The team improved upon its one win in 2018 to win seven games in 2019. 

Despite the 7-11-1 record in 2019, Ortiz sees the Buckeyes as a team with great potential. Ortiz, who transferred to Ohio State ahead of the 2019 season, was part of an Air Force team that went 17-5 and lost in the NCAA Tournament’s round of 16.

“That was a very talented team too,” Ortiz said. “They had a lot of grit and guts to them, but I don’t think that team compares to the team that we have coming into this season, and we’re going to be a scary team and a team that other teams in the Big Ten would not have wanted to play.”

Although Buzzas shares the optimism, he is still working out if he will be with the team in the spring. Maisonneuve said that there are several seniors who are on track to graduate at the end of the fall semester that need to make a decision on if they will be with the team for the spring season. 

Buzzas said his decision will involve financial considerations as well as how he wants to use his undergraduate degree.
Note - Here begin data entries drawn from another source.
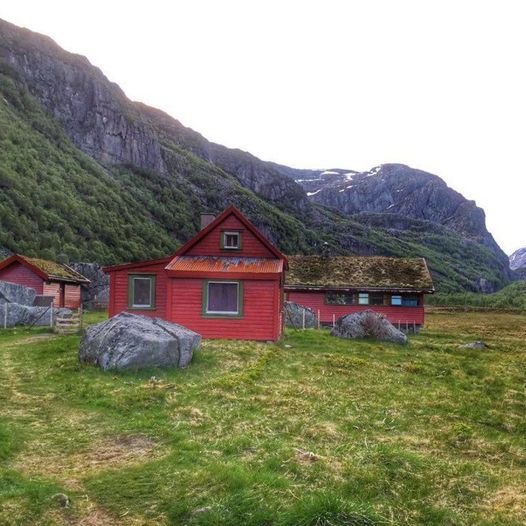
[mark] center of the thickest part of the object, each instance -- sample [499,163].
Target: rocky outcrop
[145,151]
[96,293]
[14,314]
[518,260]
[131,341]
[106,125]
[15,293]
[368,324]
[299,316]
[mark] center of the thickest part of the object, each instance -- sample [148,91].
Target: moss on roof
[56,270]
[359,271]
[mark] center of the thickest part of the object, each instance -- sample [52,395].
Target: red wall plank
[395,314]
[260,321]
[210,245]
[119,290]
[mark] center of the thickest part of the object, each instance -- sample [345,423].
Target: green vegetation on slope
[512,296]
[57,201]
[312,431]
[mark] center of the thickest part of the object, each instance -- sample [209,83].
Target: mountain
[87,174]
[518,259]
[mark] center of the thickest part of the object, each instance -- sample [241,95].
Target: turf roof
[358,272]
[56,270]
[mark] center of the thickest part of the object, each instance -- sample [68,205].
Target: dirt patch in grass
[107,454]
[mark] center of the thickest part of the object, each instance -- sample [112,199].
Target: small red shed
[46,277]
[335,286]
[225,282]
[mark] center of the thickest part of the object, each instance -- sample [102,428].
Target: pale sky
[437,85]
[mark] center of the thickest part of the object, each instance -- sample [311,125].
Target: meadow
[311,431]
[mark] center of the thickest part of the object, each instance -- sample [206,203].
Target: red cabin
[335,286]
[225,282]
[46,277]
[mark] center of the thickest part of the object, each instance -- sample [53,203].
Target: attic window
[340,298]
[363,298]
[231,241]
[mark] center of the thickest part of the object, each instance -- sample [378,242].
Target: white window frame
[233,233]
[148,277]
[360,298]
[223,312]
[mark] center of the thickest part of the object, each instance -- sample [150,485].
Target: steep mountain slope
[518,259]
[88,173]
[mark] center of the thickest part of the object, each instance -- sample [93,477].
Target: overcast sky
[439,85]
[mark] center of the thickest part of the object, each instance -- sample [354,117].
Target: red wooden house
[335,286]
[225,282]
[46,277]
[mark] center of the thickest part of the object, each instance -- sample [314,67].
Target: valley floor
[312,431]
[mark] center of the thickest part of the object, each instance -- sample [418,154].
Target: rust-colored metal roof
[225,264]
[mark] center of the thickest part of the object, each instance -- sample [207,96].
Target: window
[396,300]
[231,240]
[222,298]
[339,298]
[410,301]
[363,298]
[377,298]
[141,291]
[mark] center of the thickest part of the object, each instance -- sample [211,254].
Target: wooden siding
[52,288]
[18,273]
[119,290]
[210,245]
[395,314]
[261,316]
[72,296]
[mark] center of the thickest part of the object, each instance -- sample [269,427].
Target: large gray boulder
[368,324]
[294,316]
[132,341]
[15,293]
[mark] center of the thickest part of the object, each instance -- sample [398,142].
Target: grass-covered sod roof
[56,270]
[359,272]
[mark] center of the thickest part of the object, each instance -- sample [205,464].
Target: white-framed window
[223,298]
[363,298]
[396,300]
[231,240]
[141,291]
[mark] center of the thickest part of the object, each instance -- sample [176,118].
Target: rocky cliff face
[399,191]
[109,127]
[518,260]
[148,162]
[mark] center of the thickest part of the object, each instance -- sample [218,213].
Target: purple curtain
[222,297]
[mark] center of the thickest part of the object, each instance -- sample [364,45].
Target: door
[62,300]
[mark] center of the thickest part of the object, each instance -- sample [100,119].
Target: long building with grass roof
[333,286]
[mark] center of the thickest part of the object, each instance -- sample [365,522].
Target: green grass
[311,431]
[512,296]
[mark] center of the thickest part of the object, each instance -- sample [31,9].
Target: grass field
[312,431]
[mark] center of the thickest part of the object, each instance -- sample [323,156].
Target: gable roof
[241,265]
[358,272]
[47,270]
[231,210]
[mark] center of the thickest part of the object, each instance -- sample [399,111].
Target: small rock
[368,324]
[204,509]
[474,345]
[61,499]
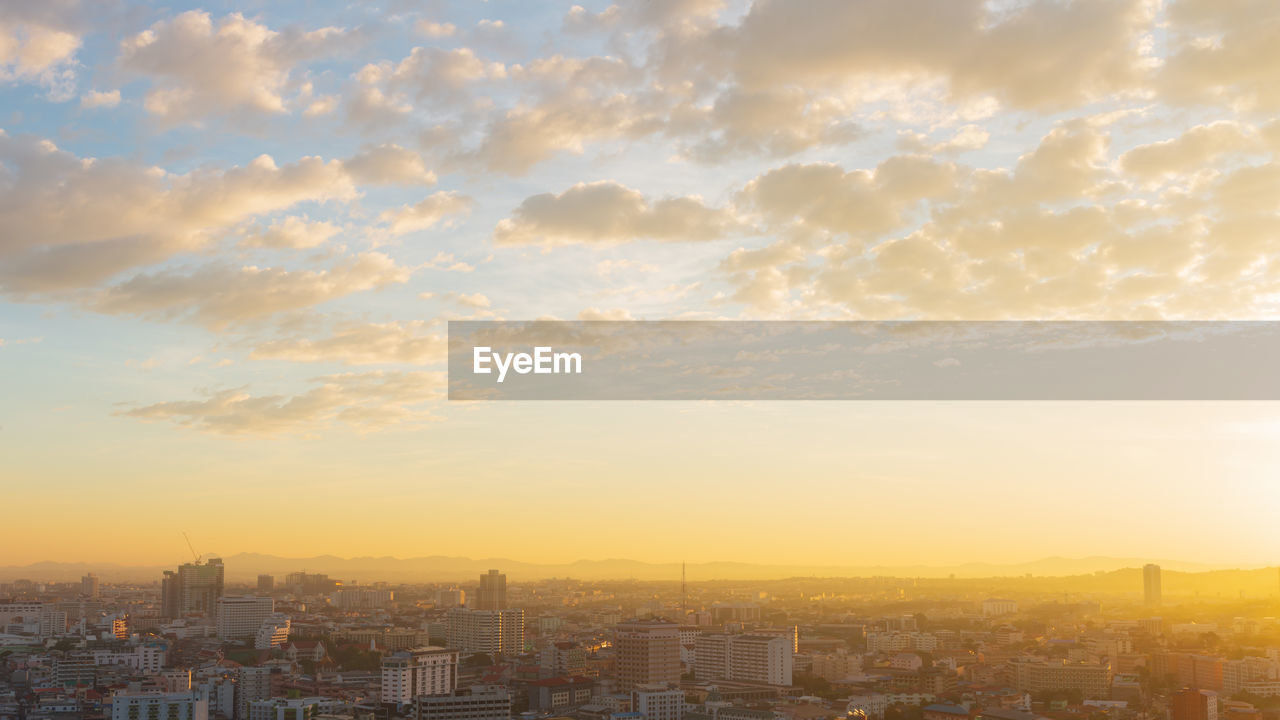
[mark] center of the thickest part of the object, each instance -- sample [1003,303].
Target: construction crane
[193,554]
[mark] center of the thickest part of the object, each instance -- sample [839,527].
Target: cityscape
[193,645]
[639,359]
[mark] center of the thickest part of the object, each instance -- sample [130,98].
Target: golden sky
[232,235]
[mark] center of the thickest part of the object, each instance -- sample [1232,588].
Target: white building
[293,707]
[191,705]
[479,702]
[240,618]
[493,632]
[658,702]
[147,657]
[419,671]
[997,606]
[274,632]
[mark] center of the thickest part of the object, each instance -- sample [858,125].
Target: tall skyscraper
[419,671]
[1193,705]
[1151,584]
[193,588]
[493,591]
[492,632]
[240,618]
[648,651]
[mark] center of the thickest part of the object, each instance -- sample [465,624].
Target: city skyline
[236,235]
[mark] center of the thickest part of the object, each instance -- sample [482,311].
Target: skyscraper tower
[493,591]
[1151,591]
Whichever conclusion he reaches, Buzzas said the decision to push the season back to the spring puts seniors in a difficult position. 

“It brings up a little mental debate on whether or not you want to stay and potentially start graduate schools or leave and enter the workforce or if you have aspirations to try and play professionally, so I’m still dealing with that right now,” Buzzas said. 
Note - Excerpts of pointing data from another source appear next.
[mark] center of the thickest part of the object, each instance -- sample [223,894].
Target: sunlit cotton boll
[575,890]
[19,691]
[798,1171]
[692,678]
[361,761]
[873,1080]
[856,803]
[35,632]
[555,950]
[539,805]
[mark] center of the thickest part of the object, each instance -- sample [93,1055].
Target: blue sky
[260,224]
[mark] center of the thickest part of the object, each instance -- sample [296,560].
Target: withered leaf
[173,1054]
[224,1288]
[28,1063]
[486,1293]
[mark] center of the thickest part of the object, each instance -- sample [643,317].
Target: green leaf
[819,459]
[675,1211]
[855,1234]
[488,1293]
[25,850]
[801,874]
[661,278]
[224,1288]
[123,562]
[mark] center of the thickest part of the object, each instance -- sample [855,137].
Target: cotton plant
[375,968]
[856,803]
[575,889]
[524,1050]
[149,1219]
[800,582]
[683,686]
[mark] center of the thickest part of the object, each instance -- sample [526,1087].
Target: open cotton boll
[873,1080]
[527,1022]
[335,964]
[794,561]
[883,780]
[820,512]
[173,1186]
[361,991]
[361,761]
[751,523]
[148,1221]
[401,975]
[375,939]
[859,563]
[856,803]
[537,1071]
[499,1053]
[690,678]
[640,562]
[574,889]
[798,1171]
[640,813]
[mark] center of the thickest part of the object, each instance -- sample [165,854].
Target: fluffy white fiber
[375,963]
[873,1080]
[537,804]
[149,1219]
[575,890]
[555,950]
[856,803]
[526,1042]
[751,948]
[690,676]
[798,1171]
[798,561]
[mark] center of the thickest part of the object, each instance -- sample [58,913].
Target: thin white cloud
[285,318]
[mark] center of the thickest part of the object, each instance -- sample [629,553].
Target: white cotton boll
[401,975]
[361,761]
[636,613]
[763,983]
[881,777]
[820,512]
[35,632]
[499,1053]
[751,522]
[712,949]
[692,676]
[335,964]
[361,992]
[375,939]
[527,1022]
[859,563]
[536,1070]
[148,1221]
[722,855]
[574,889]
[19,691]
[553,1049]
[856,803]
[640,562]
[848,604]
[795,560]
Adding to the possible options, the NCAA approved a waiver Friday for fall sports student-athletes to not use a year of eligibility in the 2020-21 school year, regardless if a player participates in a season or not. 

This announcement leaves the door open for Ohio State student-athletes like Buzzas and Ortiz to play an additional soccer season in the fall of 2021. 
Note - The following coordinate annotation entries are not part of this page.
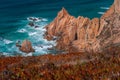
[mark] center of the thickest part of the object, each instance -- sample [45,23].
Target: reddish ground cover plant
[72,66]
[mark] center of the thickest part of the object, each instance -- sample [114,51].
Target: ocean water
[14,23]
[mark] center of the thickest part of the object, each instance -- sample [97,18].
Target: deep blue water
[14,14]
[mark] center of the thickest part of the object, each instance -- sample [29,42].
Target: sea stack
[84,35]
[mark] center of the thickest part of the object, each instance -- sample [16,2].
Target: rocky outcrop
[82,34]
[26,47]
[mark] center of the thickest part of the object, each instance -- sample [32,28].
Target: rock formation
[26,47]
[82,34]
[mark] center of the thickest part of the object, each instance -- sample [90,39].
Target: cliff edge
[84,35]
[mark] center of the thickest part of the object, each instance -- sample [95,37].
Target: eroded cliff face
[82,34]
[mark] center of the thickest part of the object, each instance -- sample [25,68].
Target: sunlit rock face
[82,34]
[26,47]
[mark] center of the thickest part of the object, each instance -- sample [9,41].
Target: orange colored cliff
[82,34]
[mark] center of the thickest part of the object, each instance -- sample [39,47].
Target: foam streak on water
[35,35]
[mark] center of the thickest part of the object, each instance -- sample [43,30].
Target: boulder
[82,34]
[26,47]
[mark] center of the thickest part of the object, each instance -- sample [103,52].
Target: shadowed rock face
[82,34]
[26,47]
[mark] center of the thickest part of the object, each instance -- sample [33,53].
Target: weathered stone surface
[83,34]
[26,47]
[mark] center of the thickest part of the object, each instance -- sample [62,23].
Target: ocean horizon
[15,16]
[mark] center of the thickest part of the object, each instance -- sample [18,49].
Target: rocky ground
[69,66]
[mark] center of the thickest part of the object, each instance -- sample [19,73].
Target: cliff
[84,35]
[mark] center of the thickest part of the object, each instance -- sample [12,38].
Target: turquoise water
[14,24]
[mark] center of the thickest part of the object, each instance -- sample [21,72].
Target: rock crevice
[82,34]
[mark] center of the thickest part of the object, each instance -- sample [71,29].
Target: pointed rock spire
[63,12]
[117,6]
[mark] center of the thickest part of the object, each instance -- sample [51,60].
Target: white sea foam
[101,13]
[104,8]
[32,33]
[7,41]
[35,35]
[36,19]
[22,30]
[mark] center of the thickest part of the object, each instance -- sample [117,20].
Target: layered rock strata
[82,34]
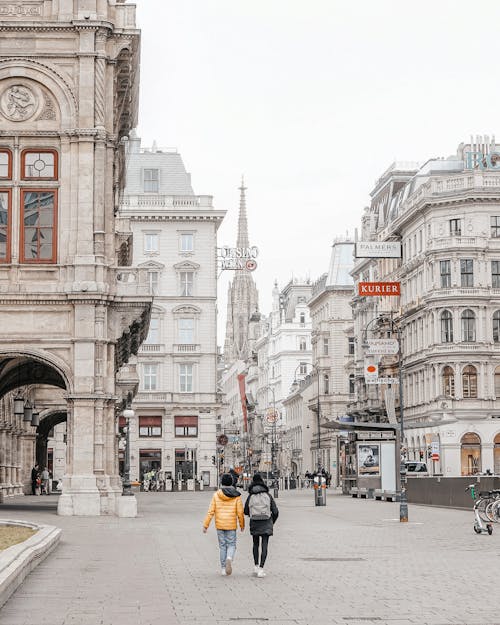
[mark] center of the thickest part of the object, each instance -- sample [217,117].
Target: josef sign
[238,258]
[378,249]
[367,289]
[383,347]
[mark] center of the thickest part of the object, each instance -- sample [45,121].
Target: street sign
[374,289]
[371,373]
[272,415]
[378,249]
[382,347]
[382,381]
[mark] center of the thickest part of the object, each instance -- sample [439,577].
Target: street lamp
[318,414]
[395,329]
[273,420]
[128,414]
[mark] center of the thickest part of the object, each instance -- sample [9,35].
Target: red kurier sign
[379,288]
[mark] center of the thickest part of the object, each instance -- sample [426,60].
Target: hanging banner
[378,249]
[243,397]
[366,289]
[381,347]
[371,373]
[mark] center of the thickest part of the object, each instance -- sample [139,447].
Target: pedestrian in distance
[45,490]
[227,508]
[263,513]
[34,478]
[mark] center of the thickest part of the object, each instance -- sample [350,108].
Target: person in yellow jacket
[228,510]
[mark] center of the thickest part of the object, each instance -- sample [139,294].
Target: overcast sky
[311,101]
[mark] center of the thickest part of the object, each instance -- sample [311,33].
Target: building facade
[446,215]
[333,349]
[68,98]
[175,241]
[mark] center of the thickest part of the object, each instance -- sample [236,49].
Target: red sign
[366,289]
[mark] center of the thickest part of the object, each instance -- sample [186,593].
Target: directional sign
[382,346]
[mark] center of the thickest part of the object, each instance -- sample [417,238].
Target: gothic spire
[242,219]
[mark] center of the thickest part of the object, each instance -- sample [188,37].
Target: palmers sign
[378,249]
[366,289]
[238,258]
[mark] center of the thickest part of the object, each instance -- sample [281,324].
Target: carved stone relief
[18,103]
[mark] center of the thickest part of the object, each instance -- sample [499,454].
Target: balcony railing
[152,201]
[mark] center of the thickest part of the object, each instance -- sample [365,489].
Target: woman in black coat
[260,528]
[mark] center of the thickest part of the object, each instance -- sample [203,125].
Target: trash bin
[319,491]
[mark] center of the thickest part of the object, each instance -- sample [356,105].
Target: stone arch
[53,81]
[470,453]
[32,367]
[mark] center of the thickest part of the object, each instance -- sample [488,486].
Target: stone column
[81,495]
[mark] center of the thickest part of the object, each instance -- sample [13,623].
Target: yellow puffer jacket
[228,511]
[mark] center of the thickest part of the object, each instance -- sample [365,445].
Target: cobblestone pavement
[349,563]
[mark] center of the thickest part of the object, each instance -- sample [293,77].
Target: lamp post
[128,414]
[318,414]
[273,420]
[395,329]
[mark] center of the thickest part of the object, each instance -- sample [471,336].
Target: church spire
[242,219]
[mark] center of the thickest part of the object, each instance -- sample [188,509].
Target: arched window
[469,382]
[351,384]
[496,455]
[446,327]
[468,326]
[497,382]
[496,326]
[470,453]
[448,381]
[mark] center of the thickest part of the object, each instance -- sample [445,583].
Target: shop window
[186,427]
[470,453]
[149,426]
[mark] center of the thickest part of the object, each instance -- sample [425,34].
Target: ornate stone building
[446,214]
[175,241]
[71,316]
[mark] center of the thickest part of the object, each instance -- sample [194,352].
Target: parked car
[416,468]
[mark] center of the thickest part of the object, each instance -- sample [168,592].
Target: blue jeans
[227,545]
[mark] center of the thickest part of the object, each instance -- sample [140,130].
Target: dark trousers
[263,550]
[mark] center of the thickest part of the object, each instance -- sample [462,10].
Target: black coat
[261,527]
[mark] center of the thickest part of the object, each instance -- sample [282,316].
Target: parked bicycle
[482,521]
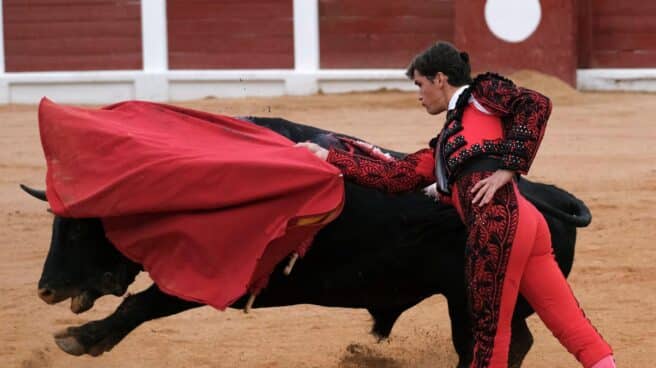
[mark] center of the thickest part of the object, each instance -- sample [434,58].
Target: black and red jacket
[521,115]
Both Buzzas and Ortiz said the option to play an additional year was intriguing but that their decisions would be rooted in professional opportunities as well as financial considerations. 

“I think definitely having that extra year of eligibility would entice me a little more to come back and get my graduate degree as compared to if it was the regular fall season, then trying to go and get professional contracts somewhere else would have obviously postponed me coming back for an extra year,” Ortiz said. 

Although decisions will be made that will impact the team’s roster, the current focus of Ortiz is to improve and have the team grow closer.

“This gives us more time to get to know our incoming freshmen. To get to know our incoming transfers,” Ortiz said. “So at the same time, getting pushed back to spring is kinda a disappointment, but at the same time, you’ve got to look at it [with] as many positives as you possibly can.”